And Now, We Find Out John Chavis Was Telling The Truth

Great. Just great.

The biggest news, though, happened outside of the court room in this now 9-month-old fight between the program and a man who led the Tigers’ defensive unit for six seasons.

In filings made Tuesday morning, LSU admits to altering the 2012 contract of Chavis after the coach signed it – one of Chavis’ claims in the on-going lawsuit between the two parties.

“It’s exactly what coach has been saying all along, that the contract was altered after he signed it in 2012,” said Jill Craft, attorney for Chavis. “You can’t alter a contract and try to claim it’s valid and you certainly can’t sue over it. One of the things they did admit was altered was the buyout provision. In some sense, it’s vindication.”

Bob Barton, representing LSU, declined comment.

The buyout and the timing of Chavis’ departure from LSU are at the heart of the suit – a reason the school wants the coach’s phone records.

Here’s the thing: if you’re going to change a contract after it’s signed, exactly how do you sue on that contract? Who made that decision?

Joe Alleva, LSU’s bumbling athletic director, wasn’t ultimately at fault for the Charlie Foxtrot that was the botched Les Miles buyout; the fault for that lies with his bumbling boss, LSU president F. King Alexander, who let two weeks of a media runup to Miles’ departure happen before pulling the plug on the whole enterprise.

But Alleva is absolutely at fault for the John Chavis contract Charlie Foxtrot. He has sullied LSU’s honor, needlessly. And he now looks like the incompetent villain vis-a-vis Les Miles, whose defensive coordinator he essentially ran off through sharp dealing.

Chavis was unreasonable in his demand for a three-year guaranteed contract, mind you. As an assistant coach he is in no position to rate that kind of guarantee; Miles shouldn’t be encumbered by that guarantee in the case Chavis’ performance fell below what’s acceptable, and if Miles were to move on it wouldn’t be right to encumber his successor with either Chavis as the defensive coordinator (who the new coach might not want) or a budgetary crunch brought on by having to pay a buyout to Chavis.

And if his contractual demands were unreasonable, then LSU could have simply refused.

But Chavis signed a contract from LSU. And then LSU changed that contract to what it wanted, and then sued Chavis for breach of that contract when he took a job at Texas A&M.

That’s a level of idiocy and dishonor it’s really difficult to fathom.
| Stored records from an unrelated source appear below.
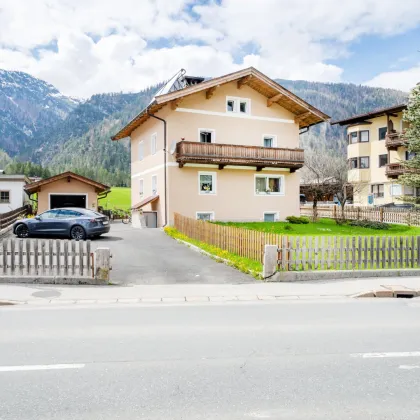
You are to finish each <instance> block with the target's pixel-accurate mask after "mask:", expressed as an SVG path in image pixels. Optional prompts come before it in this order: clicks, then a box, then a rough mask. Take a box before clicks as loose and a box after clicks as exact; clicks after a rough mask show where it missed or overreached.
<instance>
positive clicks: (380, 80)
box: [364, 63, 420, 92]
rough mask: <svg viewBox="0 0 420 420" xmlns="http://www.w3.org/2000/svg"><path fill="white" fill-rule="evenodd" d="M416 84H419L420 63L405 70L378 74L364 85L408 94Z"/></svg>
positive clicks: (367, 81) (412, 88)
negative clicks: (404, 91) (417, 83)
mask: <svg viewBox="0 0 420 420" xmlns="http://www.w3.org/2000/svg"><path fill="white" fill-rule="evenodd" d="M417 83H420V63H419V64H418V65H417V66H415V67H412V68H410V69H407V70H401V71H389V72H385V73H380V74H378V75H377V76H375V77H374V78H373V79H371V80H369V81H367V82H366V83H364V84H365V85H369V86H376V87H384V88H393V89H399V90H403V91H405V92H408V91H410V90H411V89H413V87H414V86H416V84H417Z"/></svg>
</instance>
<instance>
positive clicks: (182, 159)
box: [176, 141, 304, 172]
mask: <svg viewBox="0 0 420 420" xmlns="http://www.w3.org/2000/svg"><path fill="white" fill-rule="evenodd" d="M176 161H177V162H178V163H179V167H180V168H182V167H183V166H184V165H185V164H186V163H206V164H213V165H219V169H223V168H224V167H225V166H226V165H236V166H256V167H257V171H260V170H261V169H262V168H265V167H270V168H290V172H294V171H295V170H296V169H299V168H301V167H302V166H303V163H304V156H303V150H302V149H280V148H276V147H260V146H240V145H234V144H220V143H199V142H190V141H181V142H179V143H178V144H177V145H176Z"/></svg>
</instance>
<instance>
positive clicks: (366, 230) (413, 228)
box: [214, 219, 420, 236]
mask: <svg viewBox="0 0 420 420" xmlns="http://www.w3.org/2000/svg"><path fill="white" fill-rule="evenodd" d="M214 223H217V224H219V225H223V226H235V227H239V228H243V229H249V230H258V231H261V232H268V233H275V234H280V235H288V236H320V235H322V236H358V235H364V236H368V235H371V236H417V235H420V228H419V227H410V226H406V225H389V226H390V227H389V229H388V230H377V229H368V228H364V227H359V226H349V225H337V224H336V223H335V221H334V220H332V219H319V221H318V222H316V223H309V224H307V225H294V224H290V223H288V222H249V223H248V222H245V223H236V222H214Z"/></svg>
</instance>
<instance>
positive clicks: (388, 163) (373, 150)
mask: <svg viewBox="0 0 420 420" xmlns="http://www.w3.org/2000/svg"><path fill="white" fill-rule="evenodd" d="M405 108H406V105H404V104H402V105H398V106H394V107H389V108H384V109H380V110H378V111H374V112H370V113H366V114H360V115H355V116H353V117H350V118H347V119H345V120H340V121H336V122H333V123H332V124H340V125H342V126H347V140H348V146H347V158H348V163H349V172H348V179H349V182H352V183H356V184H359V187H358V188H355V194H354V204H355V205H361V206H366V205H383V204H389V203H396V204H398V203H401V200H399V197H401V196H402V195H415V194H416V195H419V194H420V190H418V189H415V188H413V187H408V186H404V185H401V184H399V182H398V177H399V175H402V174H403V172H404V167H403V165H402V162H403V161H405V160H408V159H410V158H411V155H410V153H409V152H408V150H407V147H406V146H405V144H404V130H405V129H406V128H407V124H406V122H405V121H403V111H404V109H405Z"/></svg>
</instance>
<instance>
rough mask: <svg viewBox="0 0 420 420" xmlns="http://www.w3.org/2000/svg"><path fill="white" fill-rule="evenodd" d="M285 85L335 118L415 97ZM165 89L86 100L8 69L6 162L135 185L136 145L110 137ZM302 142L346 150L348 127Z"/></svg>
mask: <svg viewBox="0 0 420 420" xmlns="http://www.w3.org/2000/svg"><path fill="white" fill-rule="evenodd" d="M278 82H279V83H280V84H281V85H283V86H284V87H286V88H287V89H289V90H290V91H292V92H293V93H295V94H296V95H298V96H300V97H302V98H303V99H304V100H306V101H307V102H309V103H310V104H312V105H313V106H315V107H316V108H319V109H321V110H322V111H324V112H325V113H326V114H328V115H330V116H331V117H332V119H333V120H334V119H339V118H344V117H347V116H350V115H353V114H358V113H362V112H367V111H371V110H374V109H377V108H382V107H387V106H392V105H395V104H399V103H402V102H404V101H406V100H407V96H408V95H407V94H406V93H405V92H401V91H397V90H391V89H382V88H372V87H367V86H358V85H354V84H347V83H319V82H307V81H303V80H298V81H293V80H278ZM160 87H161V85H158V86H153V87H150V88H147V89H144V90H142V91H140V92H138V93H109V94H100V95H94V96H92V97H91V98H90V99H88V100H86V101H83V102H82V101H76V100H74V99H72V98H68V97H66V96H64V95H62V94H60V92H59V91H58V90H57V89H55V88H54V87H53V86H51V85H49V84H48V83H45V82H43V81H41V80H39V79H36V78H34V77H32V76H29V75H27V74H25V73H21V72H8V71H4V70H0V158H1V159H0V163H2V164H3V165H4V164H6V163H7V159H10V158H9V157H8V155H10V156H11V157H14V158H16V159H21V160H29V161H32V162H34V163H36V164H41V165H43V166H44V167H48V168H49V169H50V171H51V172H52V173H55V172H60V171H64V170H73V171H75V172H78V173H80V174H81V175H85V176H88V177H92V178H95V179H97V180H98V181H101V182H104V183H107V184H110V185H129V182H130V150H129V143H128V141H127V140H124V141H119V142H112V141H111V140H110V137H111V135H112V134H115V133H116V132H117V131H118V130H119V129H120V128H121V127H122V126H124V125H125V124H126V123H127V122H128V121H129V120H130V119H132V118H133V117H134V116H135V115H136V114H137V113H138V112H139V111H140V110H141V109H143V108H144V107H145V106H146V105H147V104H148V103H149V102H150V100H151V98H152V97H153V94H154V93H155V92H156V90H157V89H159V88H160ZM301 144H302V145H303V146H304V147H306V148H312V149H313V148H322V149H328V150H334V151H336V152H337V153H345V146H346V142H345V135H344V129H343V128H342V127H339V126H330V125H329V124H327V123H324V124H319V125H318V126H315V127H311V128H310V130H309V131H308V132H307V133H305V134H302V135H301ZM1 150H3V151H5V152H6V153H7V154H8V155H7V154H6V153H1ZM10 166H11V167H19V165H14V166H13V165H10ZM33 168H34V167H32V170H33Z"/></svg>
Even knowing the bumbling athletic director was the man who sold out the coaches and athletes of the Duke Lacrosse program over false allegations made by a violent criminal crack-whore and some bad publicity they engendered.

If this isn’t a good indication that LSU needs a thorough and complete housecleaning, it’s hard to see what would be.

UPDATE: LSU now says the alterations to the contract were not material

In the filings this week, LSU explains why and how the original contract was altered after Chavis’ signature early in 2012, after the 2011 SEC championship season.

The school calls the changes “nominal” and that they “in no way altered or affected the contract’s terms and in no case altered Chavis’ obligation to pay LSU $400,000 if he left LSU before February 2015.

At least three lines of the contract were changed, according to a side-by-side comparison of the contracts that The Advocate obtained through the court.

Chavis received a copy of a new three-year contract on Jan. 1, 2012, signed it and returned it to LSU. The contract was not approved by the LSU Board of Supervisors until June of that year.

During the gap of time between those two events, LSU President John Lombardi was removed from his position. President William L. Jenkins was replaced him in an interim role.

Lombardi’s name was included in Chavis’ signed contract. Mark Ewing, LSU’s senior association athletic director for business, or someone at Ewing’s “discretion” removed Lombardi’s name from the contract and added Jenkins’ name, the documents say.

Two lines of the buyout clause in the original contract were also changed in early April. On April 3, the document says, someone from the school’s Finance and Administrative Services or the LSU Systems Office called Ewing about rewording the dates of the buyout section of the contract.

Ewing changed the language regarding the buyout dates from “between 24 months to 36 months” to “between the first day of the 36th month remaining to the last day of the 24th month remaining.”

He also changed language in the buyout dates from “between 11 months and 23 months” to “between the first day of the 23rd month remaining to the last day of the 12th month.”

That doesn’t sound like a lot, but Chavis’ lawyer says the alterations are material. The case continues.